Réforme du crédit à la consommation et prévention du surendettement en France
Le cadre réglementaire français évolue. Selon Empruntis (août 2026), de nouvelles règles renforcent l’encadrement de la publicité et l’évaluation de solvabilité pour les crédits à la consommation, avec un objectif affiché de prévention du surendettement. Cette réforme modifie les conditions dans lesquelles un emprunteur peut contracter un nouveau crédit, ce qui a un impact direct sur la capacité à restructurer ou accumuler des dettes.
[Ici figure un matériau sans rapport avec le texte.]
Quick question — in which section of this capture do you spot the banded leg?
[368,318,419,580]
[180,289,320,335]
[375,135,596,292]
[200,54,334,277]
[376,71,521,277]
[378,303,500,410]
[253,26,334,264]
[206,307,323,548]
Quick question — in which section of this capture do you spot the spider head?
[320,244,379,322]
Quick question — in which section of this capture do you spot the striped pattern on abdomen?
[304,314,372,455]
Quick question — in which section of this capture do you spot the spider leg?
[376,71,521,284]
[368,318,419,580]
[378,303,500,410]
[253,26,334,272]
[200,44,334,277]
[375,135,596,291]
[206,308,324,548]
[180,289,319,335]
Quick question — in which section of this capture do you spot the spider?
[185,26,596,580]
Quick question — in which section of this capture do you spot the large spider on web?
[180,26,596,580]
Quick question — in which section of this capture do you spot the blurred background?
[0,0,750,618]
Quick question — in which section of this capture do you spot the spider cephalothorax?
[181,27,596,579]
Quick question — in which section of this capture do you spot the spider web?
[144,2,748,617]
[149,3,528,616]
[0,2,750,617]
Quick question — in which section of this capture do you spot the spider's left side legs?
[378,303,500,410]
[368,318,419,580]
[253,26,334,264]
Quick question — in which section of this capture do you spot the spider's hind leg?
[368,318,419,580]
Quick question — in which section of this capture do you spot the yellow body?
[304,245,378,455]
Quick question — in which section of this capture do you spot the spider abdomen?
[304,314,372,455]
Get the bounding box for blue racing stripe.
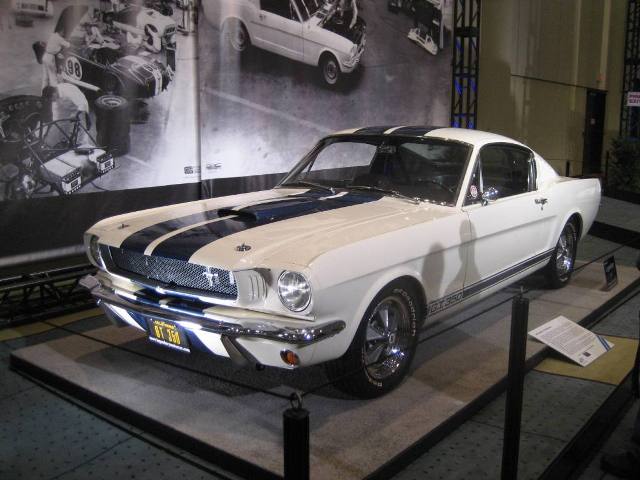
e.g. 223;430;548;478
120;209;218;253
353;125;398;135
392;126;442;137
152;192;383;261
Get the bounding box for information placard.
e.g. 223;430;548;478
529;316;613;367
603;255;618;290
627;92;640;107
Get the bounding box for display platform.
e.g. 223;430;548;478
11;263;640;479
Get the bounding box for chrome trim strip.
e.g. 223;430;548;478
81;275;346;346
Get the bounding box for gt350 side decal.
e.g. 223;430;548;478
427;249;553;315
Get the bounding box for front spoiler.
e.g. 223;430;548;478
80;275;345;347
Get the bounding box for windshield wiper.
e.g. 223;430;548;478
278;180;336;195
344;185;424;205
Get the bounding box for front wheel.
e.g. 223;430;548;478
320;53;342;87
326;282;420;398
545;221;578;288
224;20;251;53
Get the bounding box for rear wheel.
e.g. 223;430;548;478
320;53;342;87
545;220;578;288
326;281;421;398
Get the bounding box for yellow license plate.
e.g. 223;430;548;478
148;318;189;352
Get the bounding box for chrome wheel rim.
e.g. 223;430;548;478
556;225;575;276
364;295;411;380
324;60;338;85
229;23;247;52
Par ailleurs, une décision rapportée par Kohen Avocats (article du 18 août 2026, décision du 11 septembre 2025, n° 24-13.323) a réaffirmé que les dettes professionnelles peuvent être prises en compte pour caractériser le surendettement. Ce point élargit le périmètre des dossiers recevables devant la commission de surendettement, un changement concret pour les travailleurs indépendants et les dirigeants de petites structures.
Ces évolutions réglementaires ne changent pas les mécaniques de remboursement elles-mêmes. En revanche, elles modifient l’environnement dans lequel un plan de remboursement est construit : accès au crédit plus encadré, prise en compte élargie des dettes, exigences de solvabilité renforcées.
Choisir entre avalanche, boule de neige ou rachat de crédits reste un arbitrage personnel. Le point commun aux trois approches tient en une contrainte simple : dresser un état précis de chaque dette (montant, taux, échéance), fixer un budget de remboursement réaliste et s’y tenir mois après mois. La méthode compte moins que la constance.